The latter requirements, the compliance rules of individual intermediaries, should be implemented on the contractual layer. Often, such rules are defined in the general terms applicable to the relation between an individual token holder and a financial intermediary. Even within jurisdictions, they might differ from intermediary to intermediary, for example requiring different levels of identity verification. All these kind of requirements are implemented on top of the other layers, usually without the involvement of the issuer. Also, this layer might contain smart contracts to automatically enforce shareholder agreements and the like.
It is important to have such a separation to cleanly deal with examples like the following (again coming from Swiss law, not sure how this works in other jurisdictions): assume an employee received tokenized shares from an issuer as part of an employee participation plan.
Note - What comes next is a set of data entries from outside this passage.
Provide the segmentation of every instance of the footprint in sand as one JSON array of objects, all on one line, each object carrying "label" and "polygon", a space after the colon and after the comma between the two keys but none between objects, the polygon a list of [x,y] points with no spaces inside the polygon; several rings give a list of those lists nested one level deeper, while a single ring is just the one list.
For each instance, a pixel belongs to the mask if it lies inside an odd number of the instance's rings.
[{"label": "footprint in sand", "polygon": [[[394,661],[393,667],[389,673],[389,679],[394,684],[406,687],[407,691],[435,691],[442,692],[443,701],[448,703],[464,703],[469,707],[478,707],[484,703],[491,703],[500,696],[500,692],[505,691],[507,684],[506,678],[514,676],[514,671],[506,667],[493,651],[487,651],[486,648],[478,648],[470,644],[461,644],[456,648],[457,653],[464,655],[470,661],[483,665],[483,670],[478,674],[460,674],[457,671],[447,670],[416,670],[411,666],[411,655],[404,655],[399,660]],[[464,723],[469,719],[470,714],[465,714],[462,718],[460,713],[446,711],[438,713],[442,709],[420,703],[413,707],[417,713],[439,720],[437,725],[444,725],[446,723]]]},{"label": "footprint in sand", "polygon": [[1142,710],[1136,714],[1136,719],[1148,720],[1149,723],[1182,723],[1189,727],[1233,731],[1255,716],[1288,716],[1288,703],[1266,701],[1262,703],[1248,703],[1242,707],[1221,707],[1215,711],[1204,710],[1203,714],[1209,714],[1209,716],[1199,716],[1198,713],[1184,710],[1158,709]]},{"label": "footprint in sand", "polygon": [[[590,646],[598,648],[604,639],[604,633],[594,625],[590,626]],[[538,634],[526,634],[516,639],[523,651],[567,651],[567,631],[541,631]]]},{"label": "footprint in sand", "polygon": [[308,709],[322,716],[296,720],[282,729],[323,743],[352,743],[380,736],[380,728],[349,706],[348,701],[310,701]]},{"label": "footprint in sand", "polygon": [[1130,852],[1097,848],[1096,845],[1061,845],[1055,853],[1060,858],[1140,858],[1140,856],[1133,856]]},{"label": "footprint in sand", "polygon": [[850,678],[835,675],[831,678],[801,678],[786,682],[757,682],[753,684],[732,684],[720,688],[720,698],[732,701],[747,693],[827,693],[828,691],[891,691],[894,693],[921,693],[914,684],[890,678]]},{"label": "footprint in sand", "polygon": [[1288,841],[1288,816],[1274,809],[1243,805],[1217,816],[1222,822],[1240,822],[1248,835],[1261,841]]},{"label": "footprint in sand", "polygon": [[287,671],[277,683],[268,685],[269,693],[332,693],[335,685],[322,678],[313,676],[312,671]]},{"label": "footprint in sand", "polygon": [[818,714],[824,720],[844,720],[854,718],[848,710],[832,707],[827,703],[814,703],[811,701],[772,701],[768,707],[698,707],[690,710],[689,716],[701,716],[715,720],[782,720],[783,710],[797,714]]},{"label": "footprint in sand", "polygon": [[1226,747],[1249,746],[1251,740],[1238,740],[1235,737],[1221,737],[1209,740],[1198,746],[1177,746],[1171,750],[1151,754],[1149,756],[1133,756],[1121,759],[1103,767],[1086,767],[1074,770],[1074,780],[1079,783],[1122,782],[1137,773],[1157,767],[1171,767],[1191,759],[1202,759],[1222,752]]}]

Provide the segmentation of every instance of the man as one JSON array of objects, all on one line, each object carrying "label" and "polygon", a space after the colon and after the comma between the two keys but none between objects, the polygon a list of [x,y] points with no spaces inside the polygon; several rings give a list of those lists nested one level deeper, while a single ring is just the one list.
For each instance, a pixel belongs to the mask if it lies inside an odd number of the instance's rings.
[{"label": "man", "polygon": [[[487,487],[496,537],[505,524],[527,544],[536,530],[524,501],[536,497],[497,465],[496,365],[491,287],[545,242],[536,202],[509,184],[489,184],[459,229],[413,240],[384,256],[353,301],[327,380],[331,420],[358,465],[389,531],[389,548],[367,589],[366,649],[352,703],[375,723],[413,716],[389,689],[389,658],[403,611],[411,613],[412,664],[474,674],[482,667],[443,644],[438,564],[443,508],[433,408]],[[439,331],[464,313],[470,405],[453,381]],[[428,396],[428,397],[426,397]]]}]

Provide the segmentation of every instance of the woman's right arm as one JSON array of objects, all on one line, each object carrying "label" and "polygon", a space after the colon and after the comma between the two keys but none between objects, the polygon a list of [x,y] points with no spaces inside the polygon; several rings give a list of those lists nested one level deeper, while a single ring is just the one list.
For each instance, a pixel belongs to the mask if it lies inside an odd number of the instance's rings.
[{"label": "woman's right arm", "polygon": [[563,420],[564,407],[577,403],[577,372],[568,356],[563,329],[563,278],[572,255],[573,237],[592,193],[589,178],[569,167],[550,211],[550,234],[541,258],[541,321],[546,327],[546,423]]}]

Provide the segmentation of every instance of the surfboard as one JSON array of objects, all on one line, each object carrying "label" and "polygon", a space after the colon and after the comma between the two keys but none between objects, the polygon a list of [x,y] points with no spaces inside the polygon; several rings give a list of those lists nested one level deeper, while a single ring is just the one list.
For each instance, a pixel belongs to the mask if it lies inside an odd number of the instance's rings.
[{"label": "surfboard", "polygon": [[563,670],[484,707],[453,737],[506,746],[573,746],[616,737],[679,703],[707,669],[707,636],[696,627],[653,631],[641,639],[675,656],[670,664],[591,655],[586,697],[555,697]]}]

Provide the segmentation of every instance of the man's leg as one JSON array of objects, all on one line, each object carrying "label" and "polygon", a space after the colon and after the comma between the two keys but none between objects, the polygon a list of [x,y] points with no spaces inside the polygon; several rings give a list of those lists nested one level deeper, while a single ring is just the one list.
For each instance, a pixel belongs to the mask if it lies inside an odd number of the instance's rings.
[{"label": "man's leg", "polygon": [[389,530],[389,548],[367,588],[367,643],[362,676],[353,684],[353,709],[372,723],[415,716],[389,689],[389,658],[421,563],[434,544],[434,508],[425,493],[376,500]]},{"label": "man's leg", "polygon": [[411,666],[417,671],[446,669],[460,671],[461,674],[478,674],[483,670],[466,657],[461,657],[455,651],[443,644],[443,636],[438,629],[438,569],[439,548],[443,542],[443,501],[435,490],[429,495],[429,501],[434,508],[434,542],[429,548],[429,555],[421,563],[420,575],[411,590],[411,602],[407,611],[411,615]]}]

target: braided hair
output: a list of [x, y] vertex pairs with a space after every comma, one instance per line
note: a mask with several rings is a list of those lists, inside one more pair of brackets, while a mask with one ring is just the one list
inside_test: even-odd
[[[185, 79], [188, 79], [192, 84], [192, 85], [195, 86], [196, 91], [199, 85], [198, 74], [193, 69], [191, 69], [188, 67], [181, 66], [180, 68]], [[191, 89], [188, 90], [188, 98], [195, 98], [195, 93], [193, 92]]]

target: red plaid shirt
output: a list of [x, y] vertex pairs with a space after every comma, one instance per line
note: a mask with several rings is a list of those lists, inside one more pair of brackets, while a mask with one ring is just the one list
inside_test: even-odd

The employee is not allowed to sell the shares according to his employment agreement, but does so anyway. The company refuses to execute the transfer of the tokens, saying that the transfer would violate the employment agreement. The empoyee goes to court and the court orders the company to approve the transfer because the refusal of a share transfer requires an according clause in the articles of association, which the company is lacking. Nonetheless, the employee is liable for violating the employment agreement. This example shows that the legal situation also has different layers, with the contractual agreements on upper layers not being able to supercede the applicable terms on lower layers. Of course, the company could have implemented an additional smart contract on the contractual layer to lock the shares of the employees and to enforce compliance with the employment agreement, but it is in general not allowed to use the terms of the register layer to enforce contractual agreements that have been made on a higher layer.
Let me know if you’d like to know more. The Swiss Blockchain Federation is working on an update to their Circular on Security Tokens, outlining these concerns in more detail.